SU's Wright Performs for Kennedys at 'JFK 50' Celebration in Ireland
|Members of the American Spiritual Ensemble (ASE) performed on stage. From left: pianist Tedrin Blair Lindsay, countertenor Matthew Trust, soprano Karen Slack, ASE founder and director Dr. Everett McCorvey, tenor John Wesley Wright, bass Kevin Thompson and "JFK 50" master of ceremonies George Hook.|
SALISBURY, MD---A few months before he was assassinated, President John F. Kennedy made a historic trip to Europe, which included his ancestors’ homeland in Ireland.
A singer with the American Spiritual Ensemble, Wright joined three other hand-selected members of the group during four days of performances for the high-profile celebration. His one-of-a-kind experience was made possible by Dr. Pearse Lyons, owner and president of international company Alltech.
Born in Ireland and now living in Kentucky, Lyons is a supporter of the American Spiritual Ensemble. When he learned of plans for the 50th anniversary celebration, he recommended the group because of its musical excellence and symbolic representation of Kennedy’s support for civil rights. They sang songs that the Rev. Dr. Martin Luther King Jr. and others used to punctuate meetings and demonstrations in the 1960s, including “Walk Together, Children” and “I Know I’ve Been Changed.”
|Singers gathered at the celebration. From left: American Spiritual Ensemble founder and director Dr. Everett McCorvey, Irish Tenor and Wexford Ambassador Michael Londra, pianist Tedrin Blair Lindsay, tenor John Wesley Wright, soprano Karen Slack, Judy Collins, countertenor Matthew Truss and bass Kevin Thompson.|
Wright and his colleagues began their whirlwind tour shortly after landing in Ireland, joining a community chorus outside Dublin for a cultural exchange concert that evening. The next morning brought a performance on an Irish radio show featuring a panel of Kennedy experts. They then were guests at a 280-person dinner held in the Kennedys’ honor. Afterward, once all the clinking of glasses and silverware had stopped, they performed for what, by the standards set the next day, was an intimate crowd.
“All the Kennedys were sitting three feet from me,” Wright recalled, adding that the ensemble representatives received accolades from Kennedy’s daughter, Caroline.
On Saturday, June 22, some 15,000 gathered before a stage at the Kennedy Monument in New Hope, Ireland, where the president had spoken five decades prior, for the main event of this once-in-a-lifetime celebration.
“The magnitude felt like that of our presidential inauguration,” said Wright.
Millions watched the nationally televised ceremony as representatives from the Peace Corps, Special Olympics and others carried a fire that originated with a torch lit from the Eternal Flame at Kennedy’s graveside at Arlington National Cemetery. Irish Prime Minister Edna Kenny joined the president’s sister, Jean Kennedy Smith, and Caroline Kennedy in lighting Ireland’s own version of the Eternal Flame, the Emigrant Flame, inside an iron globe.
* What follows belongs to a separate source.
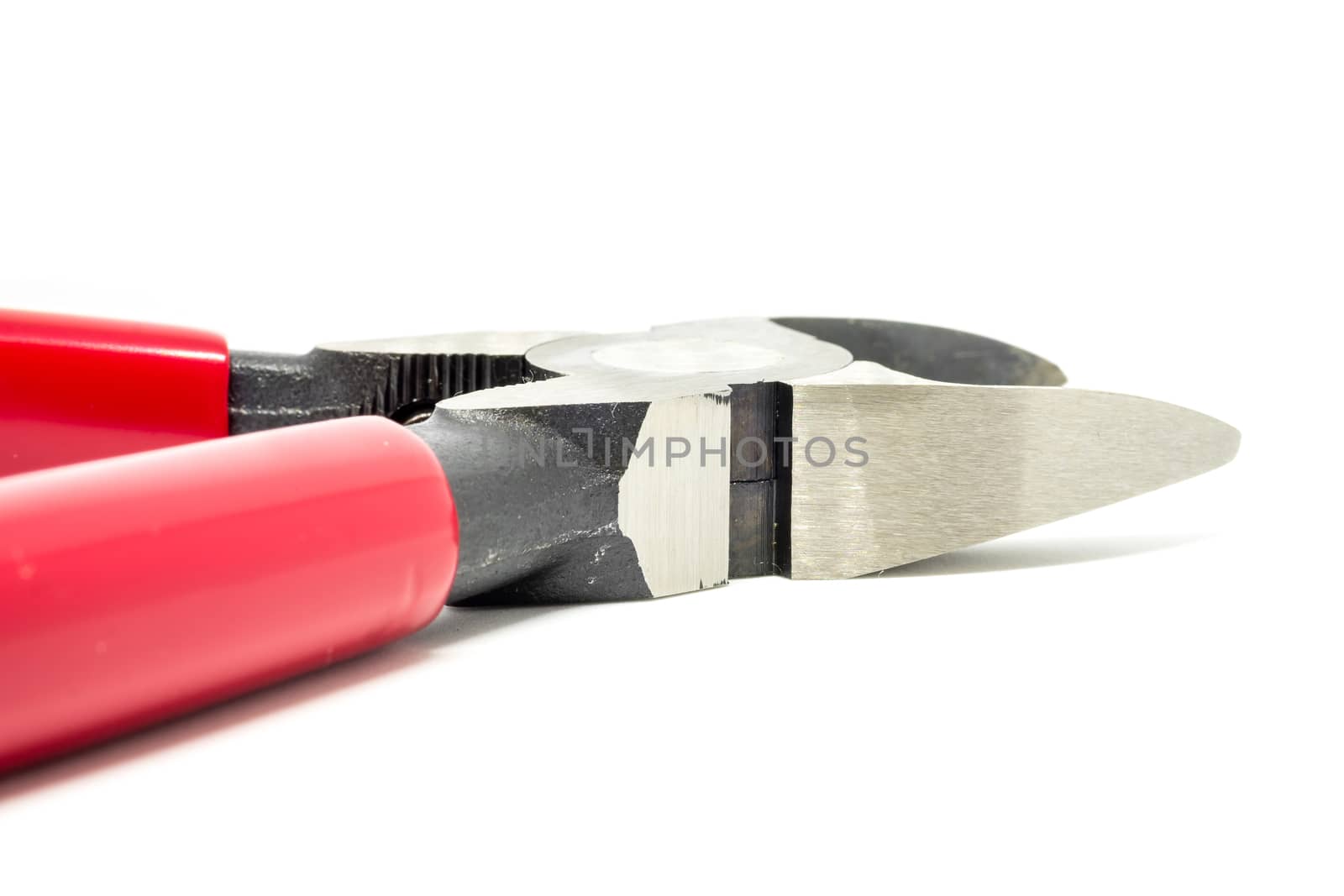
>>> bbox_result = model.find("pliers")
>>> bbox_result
[0,312,1239,770]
Ireland, Wright noted, is “a singing nation.” The crowd sang along with Collins during her performances and, following the lead of former Maryland Lt. Governor Kathleen Kennedy Townsend, all 15,000 in attendance stood and joined the American Spiritual Ensemble in a powerful post-slavery song used heavily during the civil rights era, “Oh, Freedom.” Most Irish may not have experienced the slave conditions that gave birth to American spirituals, but the historical hardships their country has suffered helped them understand, Wright said.
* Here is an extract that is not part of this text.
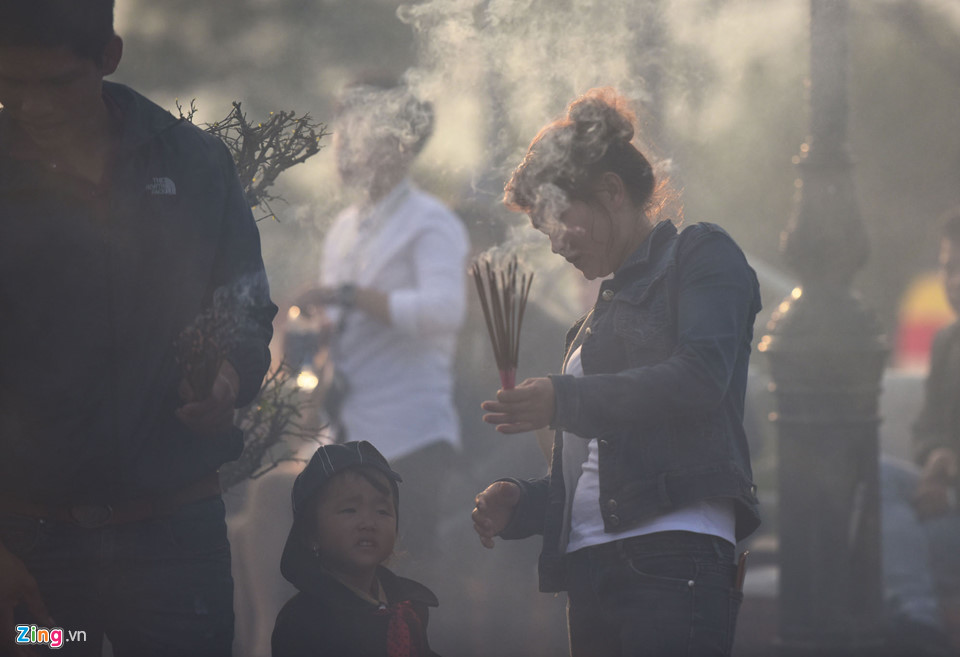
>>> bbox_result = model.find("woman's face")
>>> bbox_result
[530,201,620,280]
|Robert F. Kennedy’s grandson Max, center, poses with John Wesley Wright and Irish Tenor and Wexford Ambassador Michael Londra.|
The ceremony culminated as Wright and others joined Collins in a heartfelt rendition of “Amazing Grace.” As Collins clutched Wright’s hand, a squadron of Irish Air Corps jets flew in formation, with one breaking off from the group to symbolize the loss of Kennedy.
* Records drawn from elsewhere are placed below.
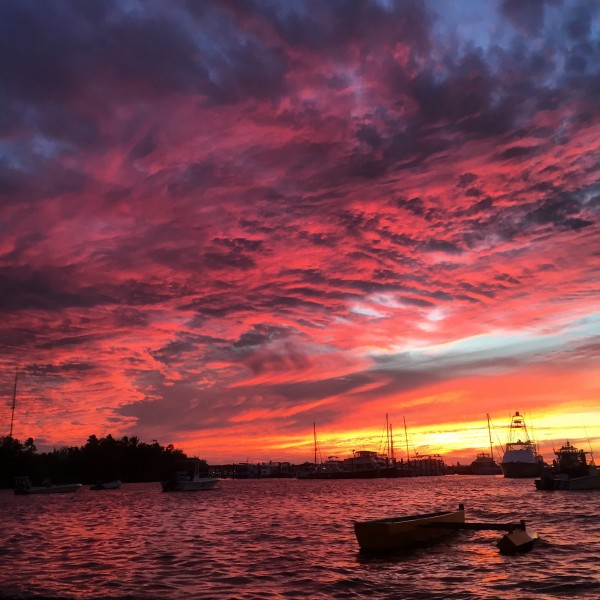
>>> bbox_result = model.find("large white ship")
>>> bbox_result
[500,412,544,479]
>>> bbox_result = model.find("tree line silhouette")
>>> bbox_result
[0,434,208,488]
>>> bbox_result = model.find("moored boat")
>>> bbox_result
[471,452,502,475]
[534,440,600,491]
[161,460,221,492]
[90,479,121,490]
[14,476,81,495]
[500,412,544,479]
[354,505,465,551]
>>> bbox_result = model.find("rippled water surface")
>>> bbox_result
[0,475,600,600]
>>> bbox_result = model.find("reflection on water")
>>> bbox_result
[0,476,600,599]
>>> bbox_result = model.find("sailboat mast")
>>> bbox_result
[487,413,494,460]
[385,413,392,463]
[8,369,19,438]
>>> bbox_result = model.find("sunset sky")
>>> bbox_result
[0,0,600,464]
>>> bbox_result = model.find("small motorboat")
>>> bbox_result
[354,504,465,551]
[354,504,537,554]
[534,440,600,491]
[90,479,121,490]
[14,476,81,495]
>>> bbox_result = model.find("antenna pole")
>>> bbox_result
[8,369,19,438]
[487,413,494,460]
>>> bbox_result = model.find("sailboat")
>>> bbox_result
[471,414,502,475]
[500,411,544,479]
[298,415,409,479]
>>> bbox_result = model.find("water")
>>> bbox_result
[0,475,600,600]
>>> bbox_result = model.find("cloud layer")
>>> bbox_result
[0,0,600,462]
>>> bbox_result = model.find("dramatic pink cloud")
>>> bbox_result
[0,0,600,462]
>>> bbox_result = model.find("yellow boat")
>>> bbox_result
[354,504,465,551]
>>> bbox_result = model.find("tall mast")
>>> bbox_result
[487,413,494,460]
[385,413,392,463]
[8,369,19,438]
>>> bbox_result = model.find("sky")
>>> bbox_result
[0,0,600,464]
“It was one of the most touching things I’ve ever experienced,” said Wright.
He was not the only one who thought so. Afterward, he and other members of the ensemble were recognized by Irish citizens who had attended the ceremony or watched it on television. From the cab driver who drove them back to their hotel to men gathered in a nearby pub, nearly everyone had the same reaction.
“They would say, ‘Irish men don’t share their pain … but you moved me,’” said Wright.